The assay was validated using 202 clinical serum samples from patients with chronic HCV infection obtained at Ogaki Municipal Hospital, Japan. All patients had tested positive for HCV antibodies and HCV infection had been confirmed by HCV RNA testing. Among the 202 samples, 99 samples were obtained from patients during interferon (IFN)-based anti-HCV therapy and 37 samples were collected from patients during IFN-free anti-HCV therapy with direct-acting antiviral (DAA) agents. The remaining 66 samples were from patients who did not receive any treatment. The HCV RNA levels of the 202 samples, as measured by the Roche cobas AmpliPrep/cobas TaqMan HCV Test, version 2.0, ranged from negative (Target not detected), <15 IU/mL (Positive and not quantifiable) to 7.8 log10IU/mL. The HCV RNA negative samples, which totaled 21, were obtained from patients undergoing anti-HCV therapy. The samples were collected from 82 males and 120 females, with a median age of 66 years. The HCV genotype was 1b in 126, 2a in 61, and 2b in 15 patients. Other genotypes were not found as they are very rare in the Japanese population16. None of the patients had coinfection with hepatitis B virus or human immunodeficiency virus. Patient backgrounds are shown in Supplementary Table 1. The protocol of this study was approved by the institutional review board of Ogaki Municipal Hospital and carried out in compliance with the Declaration of Helsinki. Written informed consent was obtained from all participants for the use of their clinical and laboratory data, and the stored serum samples. The clinical samples were stored at −80 °C and kept frozen during transport with dry ice prior to the testing.

HCV-negative EDTA-plasma and serum

60 individual HCV-negative EDTA-plasma and HCV-negative serum specimens were obtained from the American Red Cross (Palo Alto, California, USA).
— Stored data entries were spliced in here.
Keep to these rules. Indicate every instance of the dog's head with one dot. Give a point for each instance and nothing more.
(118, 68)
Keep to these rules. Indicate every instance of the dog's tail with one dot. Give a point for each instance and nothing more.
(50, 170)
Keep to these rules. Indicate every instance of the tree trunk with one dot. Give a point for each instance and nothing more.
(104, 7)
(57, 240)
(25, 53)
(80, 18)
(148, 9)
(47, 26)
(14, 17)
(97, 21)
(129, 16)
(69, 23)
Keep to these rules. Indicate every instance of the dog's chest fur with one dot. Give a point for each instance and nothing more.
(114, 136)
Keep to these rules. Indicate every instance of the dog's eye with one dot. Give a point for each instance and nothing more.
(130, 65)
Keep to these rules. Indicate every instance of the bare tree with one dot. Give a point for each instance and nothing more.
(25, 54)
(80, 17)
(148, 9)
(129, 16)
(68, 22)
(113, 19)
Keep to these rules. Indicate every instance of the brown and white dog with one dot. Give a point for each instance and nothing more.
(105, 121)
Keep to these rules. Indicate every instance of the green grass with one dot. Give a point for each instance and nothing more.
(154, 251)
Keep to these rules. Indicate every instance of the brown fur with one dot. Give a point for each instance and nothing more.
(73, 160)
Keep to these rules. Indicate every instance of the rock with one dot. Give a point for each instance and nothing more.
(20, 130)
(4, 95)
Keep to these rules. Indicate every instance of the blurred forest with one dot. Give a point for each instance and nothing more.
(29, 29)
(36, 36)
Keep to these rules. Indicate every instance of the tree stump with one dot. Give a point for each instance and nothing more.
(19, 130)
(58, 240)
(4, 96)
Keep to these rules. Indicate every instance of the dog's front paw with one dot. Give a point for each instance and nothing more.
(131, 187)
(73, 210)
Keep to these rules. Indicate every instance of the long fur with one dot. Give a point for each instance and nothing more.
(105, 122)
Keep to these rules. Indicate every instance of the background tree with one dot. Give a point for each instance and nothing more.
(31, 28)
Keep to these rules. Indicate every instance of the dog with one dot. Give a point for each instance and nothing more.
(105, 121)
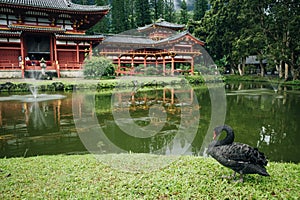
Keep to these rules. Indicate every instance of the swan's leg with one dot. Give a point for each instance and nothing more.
(241, 178)
(230, 177)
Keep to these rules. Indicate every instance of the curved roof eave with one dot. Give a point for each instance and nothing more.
(55, 5)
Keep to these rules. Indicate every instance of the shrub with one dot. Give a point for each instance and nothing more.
(96, 67)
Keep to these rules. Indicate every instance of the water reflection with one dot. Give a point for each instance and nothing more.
(36, 127)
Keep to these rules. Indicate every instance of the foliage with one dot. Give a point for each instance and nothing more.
(266, 28)
(142, 10)
(183, 13)
(96, 67)
(83, 177)
(200, 7)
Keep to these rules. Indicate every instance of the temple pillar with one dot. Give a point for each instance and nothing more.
(119, 65)
(91, 50)
(172, 65)
(192, 65)
(77, 52)
(164, 65)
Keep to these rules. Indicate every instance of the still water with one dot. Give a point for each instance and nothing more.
(160, 121)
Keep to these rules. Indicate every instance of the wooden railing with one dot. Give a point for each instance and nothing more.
(9, 65)
(70, 65)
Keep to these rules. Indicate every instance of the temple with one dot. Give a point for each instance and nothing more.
(160, 48)
(51, 31)
(40, 34)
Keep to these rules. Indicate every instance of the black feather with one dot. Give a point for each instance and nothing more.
(239, 157)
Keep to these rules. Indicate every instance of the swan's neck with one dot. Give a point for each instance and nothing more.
(228, 139)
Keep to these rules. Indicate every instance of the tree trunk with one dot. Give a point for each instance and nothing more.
(262, 68)
(280, 69)
(286, 71)
(241, 67)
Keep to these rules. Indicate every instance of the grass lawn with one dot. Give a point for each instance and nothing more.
(189, 177)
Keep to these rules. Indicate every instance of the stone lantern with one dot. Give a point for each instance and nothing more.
(43, 65)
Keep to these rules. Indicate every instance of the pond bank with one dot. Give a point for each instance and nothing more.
(67, 84)
(189, 177)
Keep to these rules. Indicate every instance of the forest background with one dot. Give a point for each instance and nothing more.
(231, 29)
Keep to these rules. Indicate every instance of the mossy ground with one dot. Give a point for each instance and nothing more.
(188, 177)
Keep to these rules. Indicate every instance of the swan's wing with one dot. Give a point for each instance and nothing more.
(243, 153)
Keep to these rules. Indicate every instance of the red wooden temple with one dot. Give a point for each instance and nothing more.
(50, 30)
(163, 47)
(55, 32)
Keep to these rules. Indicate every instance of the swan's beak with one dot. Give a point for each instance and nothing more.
(215, 135)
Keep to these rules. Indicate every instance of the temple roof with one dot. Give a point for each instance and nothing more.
(79, 37)
(10, 33)
(33, 28)
(64, 5)
(128, 39)
(163, 24)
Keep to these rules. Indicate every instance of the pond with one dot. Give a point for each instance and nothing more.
(154, 120)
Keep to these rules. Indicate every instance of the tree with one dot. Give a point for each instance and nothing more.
(103, 26)
(200, 7)
(183, 13)
(169, 12)
(96, 67)
(158, 9)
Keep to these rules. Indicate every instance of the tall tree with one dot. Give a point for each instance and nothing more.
(104, 25)
(142, 12)
(118, 16)
(183, 13)
(200, 7)
(158, 9)
(169, 12)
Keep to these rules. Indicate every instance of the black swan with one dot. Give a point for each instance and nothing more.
(241, 158)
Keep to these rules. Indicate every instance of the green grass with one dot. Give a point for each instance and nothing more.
(84, 177)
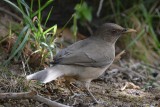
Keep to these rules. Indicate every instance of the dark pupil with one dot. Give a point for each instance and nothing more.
(113, 31)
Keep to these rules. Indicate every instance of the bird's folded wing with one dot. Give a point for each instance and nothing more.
(84, 53)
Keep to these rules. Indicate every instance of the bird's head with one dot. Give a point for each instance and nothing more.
(111, 32)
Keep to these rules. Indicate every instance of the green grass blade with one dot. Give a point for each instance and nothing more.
(49, 14)
(44, 6)
(21, 46)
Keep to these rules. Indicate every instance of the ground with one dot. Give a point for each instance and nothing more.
(127, 83)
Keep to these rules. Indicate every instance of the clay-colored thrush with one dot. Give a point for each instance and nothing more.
(85, 60)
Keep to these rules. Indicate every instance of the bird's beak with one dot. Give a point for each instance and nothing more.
(128, 30)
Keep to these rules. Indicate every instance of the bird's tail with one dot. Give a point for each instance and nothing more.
(46, 75)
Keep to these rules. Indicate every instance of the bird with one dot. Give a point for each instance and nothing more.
(86, 59)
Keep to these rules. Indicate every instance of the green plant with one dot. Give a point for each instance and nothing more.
(82, 13)
(32, 33)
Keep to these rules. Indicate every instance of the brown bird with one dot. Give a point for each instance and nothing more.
(85, 60)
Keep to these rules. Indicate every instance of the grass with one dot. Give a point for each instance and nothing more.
(33, 33)
(141, 15)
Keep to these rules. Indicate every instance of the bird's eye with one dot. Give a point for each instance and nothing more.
(114, 31)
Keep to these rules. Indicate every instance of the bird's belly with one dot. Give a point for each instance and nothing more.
(82, 73)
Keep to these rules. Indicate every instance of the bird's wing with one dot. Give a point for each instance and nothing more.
(84, 53)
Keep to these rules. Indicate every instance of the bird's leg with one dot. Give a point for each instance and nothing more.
(87, 84)
(67, 83)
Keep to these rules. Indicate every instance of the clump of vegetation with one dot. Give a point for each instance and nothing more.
(34, 39)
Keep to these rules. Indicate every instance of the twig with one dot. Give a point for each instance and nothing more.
(118, 57)
(151, 66)
(99, 8)
(30, 95)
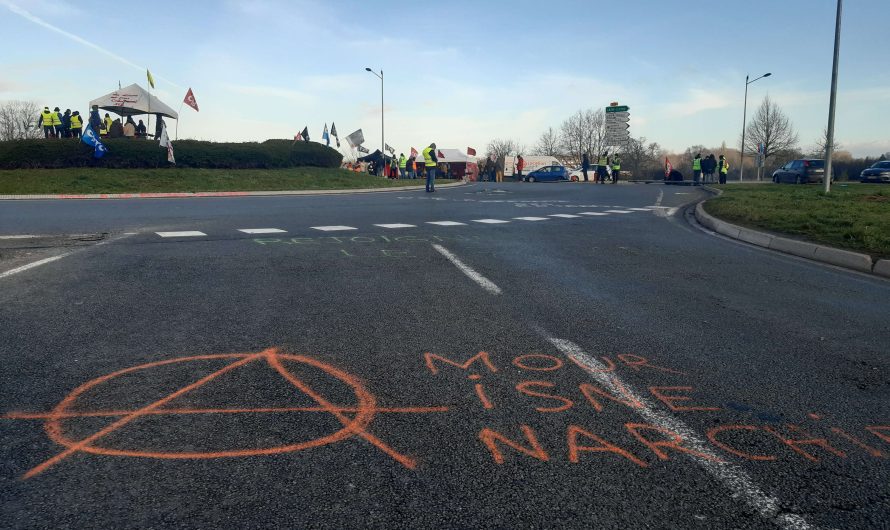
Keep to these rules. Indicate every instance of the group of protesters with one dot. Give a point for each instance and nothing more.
(68, 124)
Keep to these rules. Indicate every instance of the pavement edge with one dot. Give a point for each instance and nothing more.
(205, 194)
(821, 253)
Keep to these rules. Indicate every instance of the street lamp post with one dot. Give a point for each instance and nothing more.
(829, 148)
(382, 139)
(744, 122)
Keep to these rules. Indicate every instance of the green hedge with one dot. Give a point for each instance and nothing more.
(135, 153)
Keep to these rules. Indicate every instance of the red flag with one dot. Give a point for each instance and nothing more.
(190, 100)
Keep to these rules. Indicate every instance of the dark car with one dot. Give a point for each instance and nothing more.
(800, 171)
(878, 172)
(548, 174)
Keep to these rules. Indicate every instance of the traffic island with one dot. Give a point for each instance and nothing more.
(814, 244)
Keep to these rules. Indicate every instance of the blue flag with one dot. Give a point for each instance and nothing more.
(90, 138)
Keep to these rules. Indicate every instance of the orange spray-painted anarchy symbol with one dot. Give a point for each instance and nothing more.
(354, 419)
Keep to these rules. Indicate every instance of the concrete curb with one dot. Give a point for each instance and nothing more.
(803, 249)
(202, 194)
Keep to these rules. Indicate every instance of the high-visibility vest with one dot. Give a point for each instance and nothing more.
(428, 158)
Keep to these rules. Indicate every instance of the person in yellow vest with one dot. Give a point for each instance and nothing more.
(430, 162)
(46, 121)
(724, 169)
(696, 170)
(403, 164)
(602, 165)
(76, 124)
(616, 169)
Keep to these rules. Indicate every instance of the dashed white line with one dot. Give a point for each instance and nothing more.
(733, 477)
(333, 228)
(38, 263)
(483, 282)
(186, 233)
(262, 230)
(396, 225)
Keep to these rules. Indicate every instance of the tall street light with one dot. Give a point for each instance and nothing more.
(744, 121)
(382, 141)
(829, 148)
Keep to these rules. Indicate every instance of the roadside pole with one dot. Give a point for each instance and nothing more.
(829, 148)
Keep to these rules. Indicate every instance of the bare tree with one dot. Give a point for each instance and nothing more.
(18, 120)
(502, 147)
(822, 145)
(771, 127)
(548, 143)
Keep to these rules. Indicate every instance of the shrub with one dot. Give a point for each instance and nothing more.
(134, 153)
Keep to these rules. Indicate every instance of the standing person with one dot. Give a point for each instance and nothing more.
(601, 165)
(616, 168)
(585, 165)
(46, 120)
(696, 170)
(95, 121)
(76, 125)
(403, 164)
(724, 169)
(66, 124)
Pooled normal human EDTA-plasma was a product of Golden West Biosolutions (Temecula, California, U.S.A.) and pooled normal human serum was obtained from Golden West Diagnostics (Temecula, California, U.S.A.).

Statistical analysis

The variability between replicate tests was described using the standard deviation of the log10-transformed values. A regression analysis of the log10-transformed values was used to analyze the measured and expected values in the study, and to determine the correlation between the HCV assay on the μTASWako g1 Analyzer and the Roche cobas AmpliPrep/cobas TaqMan HCV Test, version 2.0 for the data obtained from the clinical samples.